Am 3. Dezember 2020, als Juventus Turin in der Gruppenphase der Champions League mit 3:0 gegen Dynamo Kiew gewonnen hatte, wurde über die Leistung der Unparteiischen nicht gesprochen. Aber genau das war für Stéphanie Frappart das größte Kompliment, das sie kriegen konnte. Die Französin, die als erste Frau eine Partie der Königsklasse leiten durfte, hatte ihre Sache so gut gemacht, dass sie nicht der Rede wert war. Damals meldete sich auch ein Mann zu Wort, den Frappart heute, wenn sie das Gruppenspiel der deutschen Nationalmannschaft gegen Costa Rica pfeift, wieder treffen wird. Ilkay Gündogan twitterte: „Es wurde Zeit.“
Die Worte des 32-Jährigen darf man heute gerne wieder verwenden – und zwar sowohl mit Blick auf die 21 WMs, die bisher ohne weibliche Beteiligung vonstattengingen, als auch auf jene, die da gerade in Katar läuft. Lange – zu lange! – hat die FIFA gewartet, ehe sie ihre beste Schiedsrichterin auf die WM-Bühne treten ließ; 28 von 33 männlichen Kollegen waren schon im Einsatz, teilweise doppelt, ehe es zur historischen Ansetzung kam. Der Weltverband – vor Turnierstart gefeiert für die Nominierung der drei weiblichen Referees – hat damit auch selbst dazu beigetragen, dass die Diskussion um Frappart und ihre Kolleginnen überhaupt ins Rollen kam. Tag für Tag ging das „Warten der Schiedsrichterinnen“ weiter, immer weiter. Stimmen, wie jene des ehemaligen Spitzenschiedsrichters Urs Meier („zu schwach“) taten ihr Übriges, um das Thema, das eigentlich eines der nicht allzu vielen schönen dieser WM sein sollte, zum nächsten missglückten PR-Coup der FIFA werden zu lassen.
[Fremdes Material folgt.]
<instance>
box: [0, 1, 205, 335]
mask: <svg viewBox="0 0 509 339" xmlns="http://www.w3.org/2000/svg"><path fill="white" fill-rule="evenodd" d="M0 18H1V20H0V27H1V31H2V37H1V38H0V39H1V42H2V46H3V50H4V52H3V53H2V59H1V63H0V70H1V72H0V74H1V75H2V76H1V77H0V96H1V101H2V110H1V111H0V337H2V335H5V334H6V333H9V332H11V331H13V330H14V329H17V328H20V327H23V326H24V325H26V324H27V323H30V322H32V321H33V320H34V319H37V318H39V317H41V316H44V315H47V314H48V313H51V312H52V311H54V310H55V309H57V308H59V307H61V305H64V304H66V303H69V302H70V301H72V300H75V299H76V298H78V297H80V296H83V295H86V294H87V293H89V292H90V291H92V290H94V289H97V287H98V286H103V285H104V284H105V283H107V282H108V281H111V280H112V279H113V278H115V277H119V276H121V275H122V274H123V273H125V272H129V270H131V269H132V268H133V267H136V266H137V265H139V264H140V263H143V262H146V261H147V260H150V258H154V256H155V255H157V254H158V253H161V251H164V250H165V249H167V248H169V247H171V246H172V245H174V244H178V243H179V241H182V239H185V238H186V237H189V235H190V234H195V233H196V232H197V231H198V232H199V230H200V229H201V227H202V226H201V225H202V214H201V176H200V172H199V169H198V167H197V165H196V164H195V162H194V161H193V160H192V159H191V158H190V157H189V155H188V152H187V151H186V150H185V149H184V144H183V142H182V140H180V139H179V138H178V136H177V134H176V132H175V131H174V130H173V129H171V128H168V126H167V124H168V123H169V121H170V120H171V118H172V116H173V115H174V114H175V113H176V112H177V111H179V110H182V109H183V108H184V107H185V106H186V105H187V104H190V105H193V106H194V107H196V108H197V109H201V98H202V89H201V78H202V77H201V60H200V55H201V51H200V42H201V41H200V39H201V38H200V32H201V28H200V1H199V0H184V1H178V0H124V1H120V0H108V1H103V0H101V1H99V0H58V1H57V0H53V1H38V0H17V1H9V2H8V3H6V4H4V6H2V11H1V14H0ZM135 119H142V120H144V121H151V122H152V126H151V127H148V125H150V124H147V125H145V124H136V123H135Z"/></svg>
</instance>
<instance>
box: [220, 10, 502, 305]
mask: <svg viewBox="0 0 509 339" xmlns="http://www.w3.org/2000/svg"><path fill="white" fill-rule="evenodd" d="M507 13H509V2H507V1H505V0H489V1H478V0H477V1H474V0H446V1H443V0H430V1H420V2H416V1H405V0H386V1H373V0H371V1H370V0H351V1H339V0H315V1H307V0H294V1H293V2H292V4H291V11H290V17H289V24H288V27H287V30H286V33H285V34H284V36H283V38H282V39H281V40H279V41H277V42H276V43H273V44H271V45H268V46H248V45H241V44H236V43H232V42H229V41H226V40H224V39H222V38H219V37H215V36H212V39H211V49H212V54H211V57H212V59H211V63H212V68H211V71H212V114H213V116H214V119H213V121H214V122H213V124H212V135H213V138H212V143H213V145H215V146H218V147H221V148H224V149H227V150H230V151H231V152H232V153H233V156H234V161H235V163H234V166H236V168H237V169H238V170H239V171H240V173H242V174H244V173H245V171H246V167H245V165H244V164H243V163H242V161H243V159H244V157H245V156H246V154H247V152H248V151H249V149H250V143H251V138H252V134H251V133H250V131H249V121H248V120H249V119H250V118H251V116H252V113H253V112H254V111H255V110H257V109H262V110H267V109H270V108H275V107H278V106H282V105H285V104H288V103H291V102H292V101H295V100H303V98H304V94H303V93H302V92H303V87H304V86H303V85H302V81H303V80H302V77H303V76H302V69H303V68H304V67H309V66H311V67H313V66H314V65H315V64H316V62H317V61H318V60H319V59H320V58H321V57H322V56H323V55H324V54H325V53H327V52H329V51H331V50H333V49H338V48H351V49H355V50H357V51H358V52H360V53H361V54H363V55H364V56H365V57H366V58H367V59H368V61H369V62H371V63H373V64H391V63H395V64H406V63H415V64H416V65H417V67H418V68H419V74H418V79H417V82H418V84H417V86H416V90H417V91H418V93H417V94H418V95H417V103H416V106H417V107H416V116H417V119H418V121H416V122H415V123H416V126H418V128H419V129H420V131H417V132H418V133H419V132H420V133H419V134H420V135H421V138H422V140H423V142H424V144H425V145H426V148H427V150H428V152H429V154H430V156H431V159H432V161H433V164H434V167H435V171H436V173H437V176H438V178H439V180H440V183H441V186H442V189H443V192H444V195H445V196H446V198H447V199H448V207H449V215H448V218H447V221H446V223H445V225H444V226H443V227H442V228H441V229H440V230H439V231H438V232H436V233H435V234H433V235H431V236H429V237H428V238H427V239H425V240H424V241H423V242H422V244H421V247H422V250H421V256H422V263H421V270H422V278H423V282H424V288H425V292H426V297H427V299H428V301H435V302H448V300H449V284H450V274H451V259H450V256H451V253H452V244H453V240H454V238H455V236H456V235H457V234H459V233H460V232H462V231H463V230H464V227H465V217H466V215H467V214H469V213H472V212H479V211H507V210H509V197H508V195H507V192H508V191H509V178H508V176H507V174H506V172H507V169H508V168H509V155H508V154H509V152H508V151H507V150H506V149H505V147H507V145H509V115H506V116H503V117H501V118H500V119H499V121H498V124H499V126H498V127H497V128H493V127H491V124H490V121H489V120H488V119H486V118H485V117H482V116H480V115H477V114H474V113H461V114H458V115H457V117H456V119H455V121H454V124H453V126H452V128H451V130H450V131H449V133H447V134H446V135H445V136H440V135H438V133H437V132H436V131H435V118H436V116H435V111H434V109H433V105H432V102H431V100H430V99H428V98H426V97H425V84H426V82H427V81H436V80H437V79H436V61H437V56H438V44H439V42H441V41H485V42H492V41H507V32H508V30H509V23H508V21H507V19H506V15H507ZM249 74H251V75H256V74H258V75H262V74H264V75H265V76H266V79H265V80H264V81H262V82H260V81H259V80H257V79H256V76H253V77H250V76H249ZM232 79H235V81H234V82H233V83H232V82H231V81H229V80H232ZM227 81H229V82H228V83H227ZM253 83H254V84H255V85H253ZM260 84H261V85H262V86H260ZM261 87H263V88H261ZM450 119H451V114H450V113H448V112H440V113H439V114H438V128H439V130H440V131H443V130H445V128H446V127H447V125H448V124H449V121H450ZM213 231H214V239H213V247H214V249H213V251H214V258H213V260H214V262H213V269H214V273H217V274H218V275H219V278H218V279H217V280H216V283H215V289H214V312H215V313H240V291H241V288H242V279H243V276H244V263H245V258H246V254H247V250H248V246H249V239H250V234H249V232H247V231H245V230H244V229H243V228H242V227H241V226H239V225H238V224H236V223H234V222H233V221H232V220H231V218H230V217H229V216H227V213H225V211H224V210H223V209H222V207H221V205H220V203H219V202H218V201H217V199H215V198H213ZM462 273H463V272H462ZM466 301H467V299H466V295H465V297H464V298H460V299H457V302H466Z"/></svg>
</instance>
Immerhin hat man hier, am vorletzten Gruppen-Spieltag, die Kurve gekriegt. Und es wäre nur gut, wenn man den Auftritt von Frappart und ihren zwei Assistentinnen nun auch so bewertet, wie er gedacht ist. Ja, die Nominierung ist ein Meilenstein auf dem Weg zu mehr Geschlechtergerechtigkeit. Aber heute Abend im Ahmed-bin-Ali-Stadion geht es nicht darum, wie die Spieler die 38-Jährige behandeln, ob jemand sie umarmt wie einst Pep Guardiola Bibiana Steinhaus. Sondern darum, dass sie das Spiel gut leitet. Das kann sie nämlich! Genau wie ihre männlichen Kollegen auch Fehler machen können. Es wird Zeit – für Normalität.